Deemed unfit for our security needs in the ever-changing tech landscape, passwords are giving way to biometrics – unique human characteristics by which each and every one of us can be identified.

Fingerprints, iris, face, veins, voice are the most well-known and used human metrics as registration and authentication methods. Nowadays, they represent the most sophisticated digital form of security, yet biometrics used as identification means dates back to Babylonian times, when fingerprints in clay were as good as a signature.

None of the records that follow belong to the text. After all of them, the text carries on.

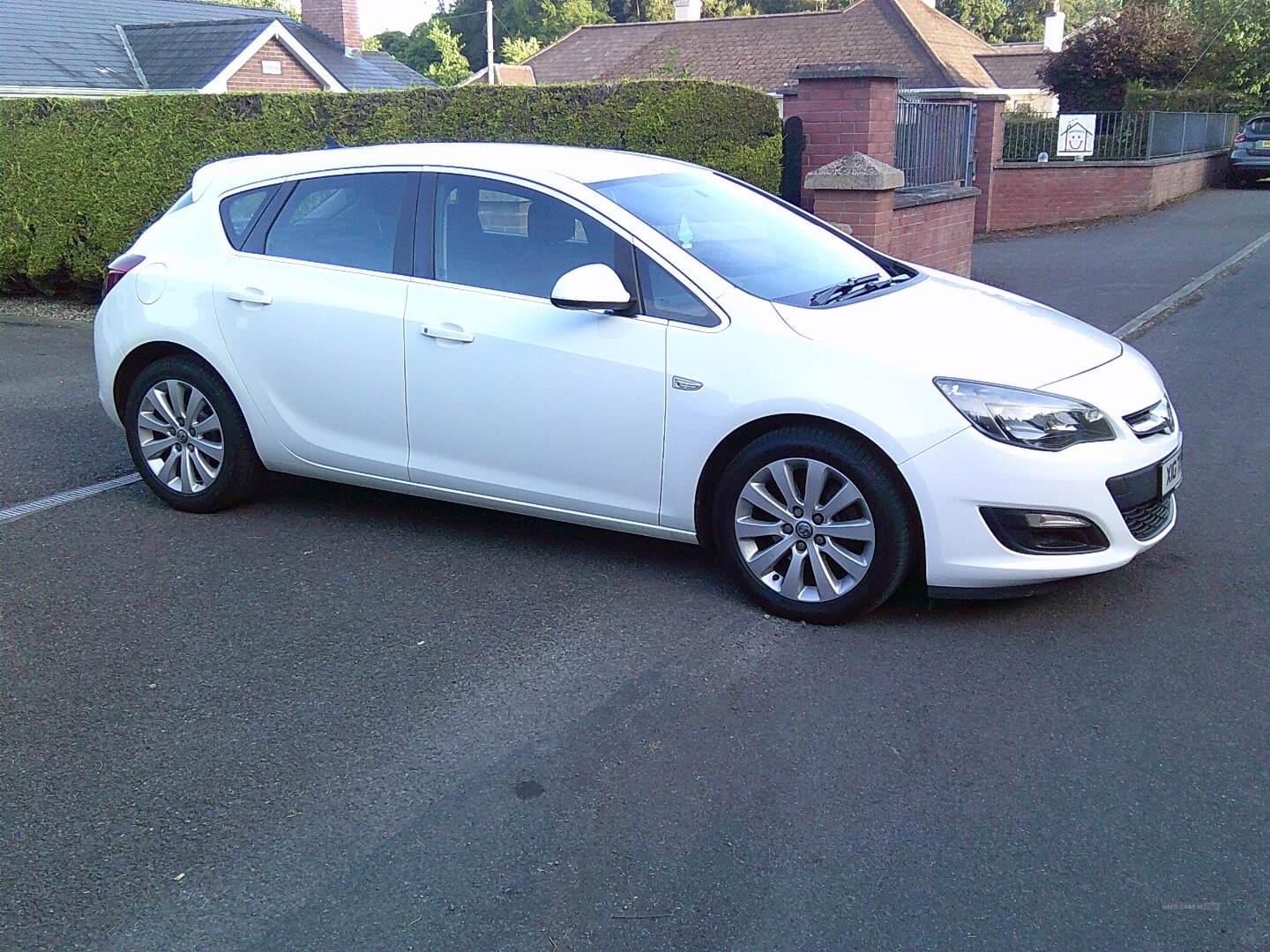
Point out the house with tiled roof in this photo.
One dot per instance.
(934, 51)
(120, 48)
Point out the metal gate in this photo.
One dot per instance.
(935, 143)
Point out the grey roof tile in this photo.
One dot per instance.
(759, 51)
(77, 45)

Hundreds of years later, the industrial revolution played a key role in making anthropometrics popular in law enforcement proceedings. Then, US authorities encouraged the automation of fingerprint recognition and funded the development of fingerprint scanners.

The 90s saw breakthroughs in vascular pattern recognition, iris recognition, the first successful face detection experiment and the first commercial iris product, culminating with the enrollment of over 65,000 people through hand geometry at the Olympic Games.

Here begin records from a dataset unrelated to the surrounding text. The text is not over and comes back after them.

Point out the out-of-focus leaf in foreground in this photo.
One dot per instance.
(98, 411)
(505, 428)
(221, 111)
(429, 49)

However, the general public became aware of the power of biometric security only in 2001, after the media took a keen interest in the use of face recognition at the Super Bowl. Months later, in the heart of New York City, the 9/11 attacks acted as a catalyst, establishing the need for biometrics as a homeland security measure.

Since then, governments have embraced biometrics as the passwords of a new era, extremely difficult and sometimes impossible to hack, steal and alter.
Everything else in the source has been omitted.